Dickens talked about building up his furniture business, City Living Home Furnishings, and learning the valuable lessons about needing to hire the right team members to drive success. That is a lesson he’s taken to City Hall.
For Awotona, doubt that has crept in over the journey has been used as an opportunity to bring clarity.
“I think first and foremost, anytime someone doubts, there’s probably some element of truth to what they’re saying,” he said. “And so I try to understand what it is that I know they don’t, and what do they know that I don’t.”
“Doubt is just an information gap,” Awotona added.
So what should Atlanta be focusing on in its “post-graduate” phase?
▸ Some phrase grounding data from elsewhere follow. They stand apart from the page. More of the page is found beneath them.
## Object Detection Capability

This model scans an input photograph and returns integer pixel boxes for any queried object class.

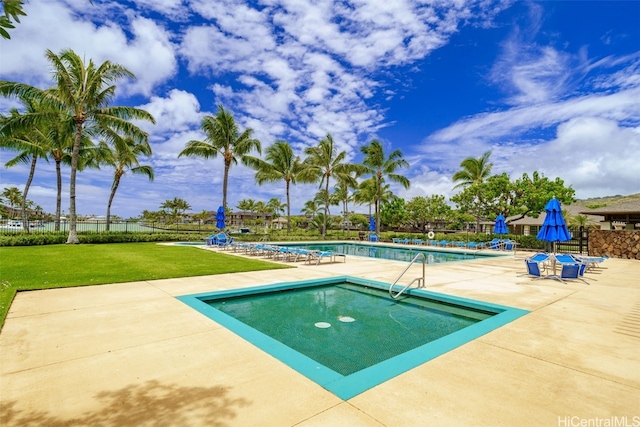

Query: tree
[0,98,50,230]
[1,186,21,218]
[302,134,361,237]
[98,131,153,230]
[160,198,190,224]
[301,199,320,218]
[360,139,410,234]
[266,197,286,219]
[0,49,155,243]
[452,151,493,189]
[244,140,308,233]
[236,199,256,212]
[405,195,453,232]
[451,171,575,228]
[180,104,261,211]
[0,0,26,39]
[380,197,406,230]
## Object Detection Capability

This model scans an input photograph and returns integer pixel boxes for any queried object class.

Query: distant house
[227,211,273,228]
[580,201,640,230]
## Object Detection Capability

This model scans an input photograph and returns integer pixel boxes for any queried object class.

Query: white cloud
[0,0,177,96]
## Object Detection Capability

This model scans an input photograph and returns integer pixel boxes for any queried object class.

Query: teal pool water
[178,276,528,399]
[285,242,500,263]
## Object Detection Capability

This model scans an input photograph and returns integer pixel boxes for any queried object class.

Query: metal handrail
[389,252,426,299]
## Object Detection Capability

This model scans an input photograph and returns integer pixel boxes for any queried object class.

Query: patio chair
[524,259,545,280]
[503,239,518,250]
[216,233,232,248]
[369,234,379,242]
[205,234,217,246]
[560,263,589,284]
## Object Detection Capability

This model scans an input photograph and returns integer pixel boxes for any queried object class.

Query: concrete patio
[1,246,639,426]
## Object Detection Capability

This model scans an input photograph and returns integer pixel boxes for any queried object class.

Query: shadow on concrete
[1,380,250,426]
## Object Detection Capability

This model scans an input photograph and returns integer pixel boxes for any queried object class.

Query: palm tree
[179,104,261,211]
[360,139,410,234]
[266,197,286,218]
[0,98,50,230]
[452,151,493,189]
[236,199,256,212]
[244,140,309,233]
[0,49,155,243]
[1,186,22,218]
[98,130,153,230]
[160,197,190,224]
[301,199,320,218]
[302,134,361,237]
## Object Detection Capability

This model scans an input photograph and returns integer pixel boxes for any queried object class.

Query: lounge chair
[306,250,346,265]
[489,239,503,250]
[205,234,217,246]
[369,234,379,242]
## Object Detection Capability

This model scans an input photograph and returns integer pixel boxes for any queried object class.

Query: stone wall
[588,230,640,260]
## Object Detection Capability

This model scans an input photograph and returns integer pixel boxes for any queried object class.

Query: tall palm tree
[1,186,22,218]
[301,199,320,218]
[0,49,155,243]
[179,104,261,211]
[302,134,361,237]
[360,139,410,234]
[244,140,309,233]
[266,197,286,219]
[452,150,493,189]
[0,98,50,230]
[98,130,153,230]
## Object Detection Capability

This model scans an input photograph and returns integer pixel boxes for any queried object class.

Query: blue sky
[1,0,639,218]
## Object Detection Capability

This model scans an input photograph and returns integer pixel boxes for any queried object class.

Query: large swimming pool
[284,242,503,264]
[178,276,528,399]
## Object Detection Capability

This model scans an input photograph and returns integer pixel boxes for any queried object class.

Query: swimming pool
[178,276,528,399]
[284,242,503,264]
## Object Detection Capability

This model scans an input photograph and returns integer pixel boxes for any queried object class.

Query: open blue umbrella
[536,198,571,244]
[216,205,226,230]
[494,214,508,235]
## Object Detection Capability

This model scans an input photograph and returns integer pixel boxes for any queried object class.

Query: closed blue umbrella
[216,206,226,230]
[369,215,375,232]
[536,198,571,244]
[494,214,508,235]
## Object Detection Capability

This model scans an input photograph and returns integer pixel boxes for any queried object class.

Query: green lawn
[0,243,291,328]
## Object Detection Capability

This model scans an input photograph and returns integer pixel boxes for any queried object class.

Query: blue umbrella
[216,205,226,230]
[369,215,376,232]
[494,214,508,235]
[536,198,571,244]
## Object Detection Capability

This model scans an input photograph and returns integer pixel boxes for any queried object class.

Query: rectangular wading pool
[177,276,528,400]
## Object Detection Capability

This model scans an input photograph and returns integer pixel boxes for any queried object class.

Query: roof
[580,201,640,215]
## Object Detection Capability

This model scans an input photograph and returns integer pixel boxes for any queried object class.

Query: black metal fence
[0,220,213,234]
[551,226,589,254]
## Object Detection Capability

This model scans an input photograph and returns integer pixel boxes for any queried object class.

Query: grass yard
[0,243,291,328]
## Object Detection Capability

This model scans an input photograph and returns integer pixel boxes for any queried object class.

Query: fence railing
[0,220,215,234]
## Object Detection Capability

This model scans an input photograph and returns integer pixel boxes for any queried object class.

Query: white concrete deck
[1,246,639,426]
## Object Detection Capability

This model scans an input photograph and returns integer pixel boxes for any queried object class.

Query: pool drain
[338,316,355,323]
[315,322,331,328]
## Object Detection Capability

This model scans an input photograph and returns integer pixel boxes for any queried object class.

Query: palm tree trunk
[222,159,230,211]
[106,175,121,232]
[21,155,38,233]
[55,159,62,231]
[323,179,329,238]
[66,121,83,244]
[285,179,291,234]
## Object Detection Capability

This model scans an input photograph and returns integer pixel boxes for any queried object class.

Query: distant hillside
[572,193,640,210]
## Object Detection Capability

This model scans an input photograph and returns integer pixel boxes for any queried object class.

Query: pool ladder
[389,252,426,299]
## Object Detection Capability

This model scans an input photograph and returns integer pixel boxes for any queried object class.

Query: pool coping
[177,275,529,400]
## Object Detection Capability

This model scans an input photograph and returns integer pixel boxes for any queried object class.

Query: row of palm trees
[180,105,412,236]
[0,49,155,242]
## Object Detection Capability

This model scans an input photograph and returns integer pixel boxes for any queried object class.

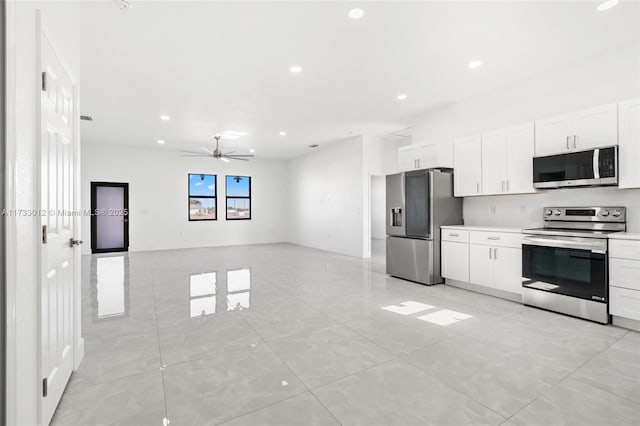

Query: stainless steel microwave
[532,146,618,189]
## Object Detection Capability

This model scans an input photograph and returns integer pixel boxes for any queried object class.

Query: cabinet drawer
[610,286,640,322]
[442,229,469,243]
[610,258,640,291]
[610,239,640,261]
[470,231,522,248]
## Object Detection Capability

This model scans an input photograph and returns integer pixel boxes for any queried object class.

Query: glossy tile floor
[52,242,640,426]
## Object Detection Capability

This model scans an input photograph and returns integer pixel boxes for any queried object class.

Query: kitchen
[387,96,640,329]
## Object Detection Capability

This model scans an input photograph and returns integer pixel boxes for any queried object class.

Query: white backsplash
[463,187,640,232]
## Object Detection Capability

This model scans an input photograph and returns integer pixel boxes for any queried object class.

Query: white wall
[7,2,82,424]
[287,136,365,258]
[371,175,386,239]
[410,41,640,232]
[81,144,288,254]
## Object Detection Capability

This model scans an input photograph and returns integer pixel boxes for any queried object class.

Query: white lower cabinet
[442,227,522,296]
[469,244,494,287]
[609,238,640,322]
[470,243,522,294]
[442,241,469,282]
[493,247,522,294]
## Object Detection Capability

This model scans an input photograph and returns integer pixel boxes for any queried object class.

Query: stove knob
[601,210,610,217]
[544,209,553,216]
[553,209,562,216]
[612,209,622,217]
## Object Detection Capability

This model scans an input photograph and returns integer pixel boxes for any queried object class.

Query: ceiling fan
[180,135,254,162]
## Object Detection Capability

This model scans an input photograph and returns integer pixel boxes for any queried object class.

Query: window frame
[225,175,252,221]
[188,173,217,222]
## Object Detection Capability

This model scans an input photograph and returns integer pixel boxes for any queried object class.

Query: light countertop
[608,232,640,241]
[440,225,522,234]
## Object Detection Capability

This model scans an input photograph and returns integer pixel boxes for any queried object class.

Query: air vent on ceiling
[390,127,412,138]
[309,144,319,148]
[80,115,93,121]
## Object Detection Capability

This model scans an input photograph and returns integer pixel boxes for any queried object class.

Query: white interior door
[40,27,77,426]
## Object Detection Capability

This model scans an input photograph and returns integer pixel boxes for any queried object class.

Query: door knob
[69,238,83,247]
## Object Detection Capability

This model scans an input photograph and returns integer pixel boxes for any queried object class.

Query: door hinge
[42,225,47,244]
[41,72,47,91]
[42,377,48,397]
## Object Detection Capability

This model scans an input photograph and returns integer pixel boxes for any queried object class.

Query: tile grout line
[399,348,508,422]
[148,254,171,425]
[501,328,633,423]
[237,313,345,426]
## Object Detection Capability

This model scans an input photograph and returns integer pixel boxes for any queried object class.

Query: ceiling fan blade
[225,154,254,157]
[181,154,209,157]
[223,151,236,155]
[220,157,230,163]
[224,156,250,161]
[180,150,208,155]
[201,147,213,154]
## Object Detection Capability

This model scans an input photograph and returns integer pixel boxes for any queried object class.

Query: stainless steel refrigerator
[386,168,462,285]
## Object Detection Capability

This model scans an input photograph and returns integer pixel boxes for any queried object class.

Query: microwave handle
[593,149,600,179]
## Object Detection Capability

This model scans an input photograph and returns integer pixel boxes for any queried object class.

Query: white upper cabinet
[535,103,618,156]
[534,114,573,156]
[618,98,640,189]
[480,122,535,196]
[398,145,419,171]
[418,143,453,169]
[481,129,507,195]
[572,103,618,150]
[397,142,453,171]
[504,122,535,194]
[453,135,482,197]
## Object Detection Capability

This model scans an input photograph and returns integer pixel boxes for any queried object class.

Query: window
[226,176,251,220]
[188,174,216,221]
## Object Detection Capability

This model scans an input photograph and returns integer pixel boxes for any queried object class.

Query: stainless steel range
[522,207,626,324]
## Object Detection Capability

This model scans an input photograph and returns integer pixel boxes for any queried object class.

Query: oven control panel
[543,206,626,222]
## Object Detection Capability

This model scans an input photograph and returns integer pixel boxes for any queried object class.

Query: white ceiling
[79,0,640,159]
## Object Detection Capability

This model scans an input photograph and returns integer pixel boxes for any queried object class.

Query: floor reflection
[189,272,217,317]
[227,269,251,311]
[93,256,128,320]
[188,268,251,317]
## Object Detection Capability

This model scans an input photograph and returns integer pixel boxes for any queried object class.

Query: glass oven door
[522,236,607,302]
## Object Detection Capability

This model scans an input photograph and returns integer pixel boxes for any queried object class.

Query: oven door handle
[522,236,607,253]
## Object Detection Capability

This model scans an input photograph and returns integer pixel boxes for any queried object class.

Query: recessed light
[279,131,287,136]
[160,115,170,121]
[348,8,364,20]
[468,60,483,69]
[249,149,256,153]
[290,65,302,73]
[597,0,618,11]
[157,140,166,144]
[397,93,408,101]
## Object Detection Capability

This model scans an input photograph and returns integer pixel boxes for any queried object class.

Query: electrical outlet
[520,205,526,214]
[490,205,497,215]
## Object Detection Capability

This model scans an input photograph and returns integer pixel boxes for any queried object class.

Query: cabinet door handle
[573,135,577,149]
[487,236,501,240]
[477,183,480,193]
[494,248,498,259]
[566,136,570,149]
[501,180,505,192]
[506,180,510,192]
[449,233,460,237]
[489,247,492,259]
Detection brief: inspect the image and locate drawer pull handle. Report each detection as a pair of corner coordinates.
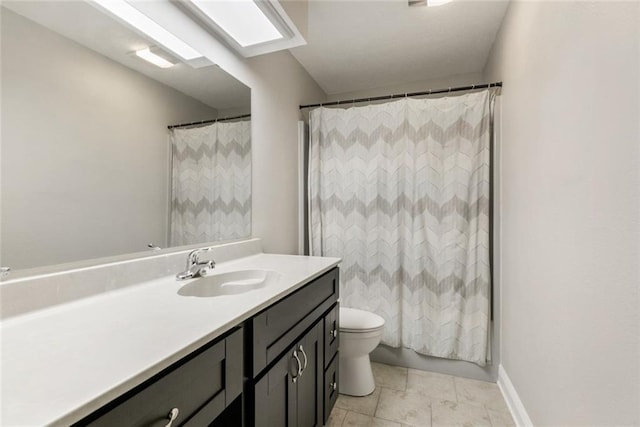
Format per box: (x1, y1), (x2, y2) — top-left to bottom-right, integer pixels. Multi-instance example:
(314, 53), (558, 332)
(292, 350), (302, 383)
(329, 329), (338, 339)
(165, 408), (179, 427)
(330, 382), (337, 392)
(298, 345), (308, 375)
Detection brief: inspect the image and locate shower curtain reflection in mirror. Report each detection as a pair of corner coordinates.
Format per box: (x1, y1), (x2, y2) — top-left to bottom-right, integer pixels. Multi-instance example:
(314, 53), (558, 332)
(170, 120), (251, 246)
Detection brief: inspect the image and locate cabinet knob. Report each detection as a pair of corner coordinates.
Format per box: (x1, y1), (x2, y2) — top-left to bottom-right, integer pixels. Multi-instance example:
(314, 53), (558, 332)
(329, 329), (338, 339)
(330, 382), (337, 391)
(165, 408), (179, 427)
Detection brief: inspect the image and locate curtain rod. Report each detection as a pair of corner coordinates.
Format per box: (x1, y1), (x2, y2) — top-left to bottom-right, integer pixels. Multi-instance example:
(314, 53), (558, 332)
(168, 113), (251, 130)
(299, 82), (502, 110)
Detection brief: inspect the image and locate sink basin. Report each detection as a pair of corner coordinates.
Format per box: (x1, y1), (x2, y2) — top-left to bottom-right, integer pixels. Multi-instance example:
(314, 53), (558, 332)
(178, 269), (280, 297)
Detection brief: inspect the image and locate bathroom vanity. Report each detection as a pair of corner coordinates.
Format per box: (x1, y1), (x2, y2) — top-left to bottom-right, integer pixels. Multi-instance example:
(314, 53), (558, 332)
(76, 268), (339, 427)
(0, 240), (340, 427)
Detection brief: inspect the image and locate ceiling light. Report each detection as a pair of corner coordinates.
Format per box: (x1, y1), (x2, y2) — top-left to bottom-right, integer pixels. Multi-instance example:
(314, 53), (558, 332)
(92, 0), (202, 60)
(135, 48), (175, 68)
(189, 0), (283, 47)
(409, 0), (453, 6)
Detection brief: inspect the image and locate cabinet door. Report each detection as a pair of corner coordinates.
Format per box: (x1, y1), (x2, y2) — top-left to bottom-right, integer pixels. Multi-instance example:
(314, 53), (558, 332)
(254, 348), (298, 427)
(323, 353), (339, 424)
(295, 322), (323, 427)
(253, 322), (324, 427)
(323, 303), (339, 368)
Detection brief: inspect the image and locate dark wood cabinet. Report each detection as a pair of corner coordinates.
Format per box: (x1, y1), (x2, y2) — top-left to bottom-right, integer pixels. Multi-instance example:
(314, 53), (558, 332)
(250, 268), (339, 378)
(253, 346), (297, 427)
(249, 268), (340, 427)
(323, 353), (339, 423)
(254, 322), (323, 427)
(73, 267), (339, 427)
(295, 323), (323, 427)
(323, 304), (339, 368)
(74, 327), (243, 427)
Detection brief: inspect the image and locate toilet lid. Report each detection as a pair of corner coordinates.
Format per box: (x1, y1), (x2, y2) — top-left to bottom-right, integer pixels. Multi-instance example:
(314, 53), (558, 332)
(340, 307), (385, 332)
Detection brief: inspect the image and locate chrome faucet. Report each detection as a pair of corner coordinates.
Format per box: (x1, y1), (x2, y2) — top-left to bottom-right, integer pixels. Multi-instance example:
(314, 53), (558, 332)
(176, 247), (216, 280)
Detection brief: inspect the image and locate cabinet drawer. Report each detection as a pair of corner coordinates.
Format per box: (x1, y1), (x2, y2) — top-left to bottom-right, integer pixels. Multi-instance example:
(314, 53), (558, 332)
(251, 268), (338, 376)
(77, 328), (243, 427)
(323, 354), (339, 424)
(324, 303), (339, 367)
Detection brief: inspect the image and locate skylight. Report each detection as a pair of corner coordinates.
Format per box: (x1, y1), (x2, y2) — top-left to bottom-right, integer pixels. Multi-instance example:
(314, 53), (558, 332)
(189, 0), (283, 47)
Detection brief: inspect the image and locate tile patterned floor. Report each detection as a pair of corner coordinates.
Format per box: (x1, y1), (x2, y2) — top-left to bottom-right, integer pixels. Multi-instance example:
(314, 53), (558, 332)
(326, 362), (515, 427)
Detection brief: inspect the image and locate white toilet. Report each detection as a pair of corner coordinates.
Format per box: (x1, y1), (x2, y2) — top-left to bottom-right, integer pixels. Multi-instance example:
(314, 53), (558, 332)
(339, 307), (385, 396)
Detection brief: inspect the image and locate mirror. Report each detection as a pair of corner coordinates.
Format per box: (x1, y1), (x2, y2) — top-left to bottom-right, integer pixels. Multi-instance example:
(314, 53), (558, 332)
(0, 1), (251, 273)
Dickens and Awotana agreed it is about cultivating and retaining local talent and building up “cross-functional capabilities” to help someone turn a great idea into a scalable one.
“There’s a lot of capital for seed and Series A businesses, but there is a drop off in getting business from idea to their first $100K or so in revenue,” said Awotona. “It is one of the most difficult phases for a business. If you can get through that, there is a lot of support and capital to help you scale.”
“We have to be Inclusive in our excellence,” added Dickens. “When we tap all the way in…that’s something that generations in the future will be talking about.”